L’humanité consomme de plus en plus de ressources naturelles pour répondre à ses besoins grandissants, avec des conséquences préoccupantes :

  • Le monde consomme presque trois fois plus d’énergie qu’il y a 40 ans, or 80 % de cette énergie est fournie en brûlant du pétrole, du charbon et du gaz. Cette situation pose aujourd’hui deux soucis majeurs : d’une part, la combustion d’énergie pollue et réchauffe l’atmosphère à grande échelle. D’autre part, cette combustion repose sur des ressources naturelles limitées. Il faudra des millions d’années pour reconstituer les ressources que nous consommons en quelques années.

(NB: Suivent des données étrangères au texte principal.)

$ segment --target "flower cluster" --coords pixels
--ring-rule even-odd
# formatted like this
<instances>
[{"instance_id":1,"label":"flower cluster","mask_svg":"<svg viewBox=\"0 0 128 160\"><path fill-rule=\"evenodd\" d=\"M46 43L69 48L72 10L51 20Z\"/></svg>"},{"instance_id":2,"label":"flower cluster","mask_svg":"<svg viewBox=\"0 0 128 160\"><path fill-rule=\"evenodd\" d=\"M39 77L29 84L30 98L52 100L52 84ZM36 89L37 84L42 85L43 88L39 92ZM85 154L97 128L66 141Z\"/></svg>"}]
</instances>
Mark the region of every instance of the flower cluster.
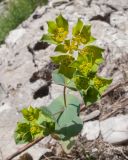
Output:
<instances>
[{"instance_id":1,"label":"flower cluster","mask_svg":"<svg viewBox=\"0 0 128 160\"><path fill-rule=\"evenodd\" d=\"M61 22L59 26L58 21ZM48 26L49 34L51 28L58 27L54 31L53 39L57 42L55 51L59 54L51 57L54 63L59 64L58 74L62 74L69 79L73 87L75 86L74 89L83 94L84 99L88 97L88 93L92 95L90 91L95 92L97 90L96 94L91 97L91 102L93 102L93 99L95 101L95 97L98 97L97 94L101 95L104 92L111 83L111 79L97 76L98 66L103 62L102 52L104 50L92 45L92 42L96 39L91 35L91 26L84 25L78 19L72 29L71 39L66 39L68 36L68 22L62 15L56 18L56 22L48 22ZM43 36L43 41L47 41L45 36ZM77 57L74 57L76 52Z\"/></svg>"}]
</instances>

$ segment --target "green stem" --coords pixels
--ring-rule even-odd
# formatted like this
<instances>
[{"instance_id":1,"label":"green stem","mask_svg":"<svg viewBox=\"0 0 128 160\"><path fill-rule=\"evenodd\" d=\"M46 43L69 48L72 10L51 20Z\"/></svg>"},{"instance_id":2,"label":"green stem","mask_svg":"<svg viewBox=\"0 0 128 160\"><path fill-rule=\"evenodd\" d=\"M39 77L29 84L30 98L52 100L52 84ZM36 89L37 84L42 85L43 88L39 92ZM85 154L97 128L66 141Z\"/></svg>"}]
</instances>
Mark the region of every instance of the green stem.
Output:
<instances>
[{"instance_id":1,"label":"green stem","mask_svg":"<svg viewBox=\"0 0 128 160\"><path fill-rule=\"evenodd\" d=\"M65 107L67 107L67 104L66 104L66 86L64 86L63 94L64 94L64 105L65 105Z\"/></svg>"}]
</instances>

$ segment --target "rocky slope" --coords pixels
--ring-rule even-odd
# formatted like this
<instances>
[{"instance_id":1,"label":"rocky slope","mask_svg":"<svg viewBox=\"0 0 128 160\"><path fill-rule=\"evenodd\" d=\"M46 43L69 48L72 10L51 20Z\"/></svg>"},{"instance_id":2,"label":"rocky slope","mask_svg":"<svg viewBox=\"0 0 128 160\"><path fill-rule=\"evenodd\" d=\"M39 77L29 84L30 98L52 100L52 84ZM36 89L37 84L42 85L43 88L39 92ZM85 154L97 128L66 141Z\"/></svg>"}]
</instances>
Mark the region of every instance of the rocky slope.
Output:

  • Pour subvenir à ses besoins, l’humanité prélève une part croissante des ressources naturelles de la planète, au point que celles-ci peinent à se renouveler : les sols tendent à s’appauvrir, les forêts reculent, les réservoirs d’eau potable s’assèchent et la nature perd en diversité biologique.
  • La hausse de la consommation a conduit à une production mondiale de déchets 1,5 fois supérieure à ce qu’elle était il y a 20 ans, et seulement 10% sont aujourd’hui recyclés. Ces déchets posent ainsi à la fois des problèmes de stockage et de pollution sur l’environnement.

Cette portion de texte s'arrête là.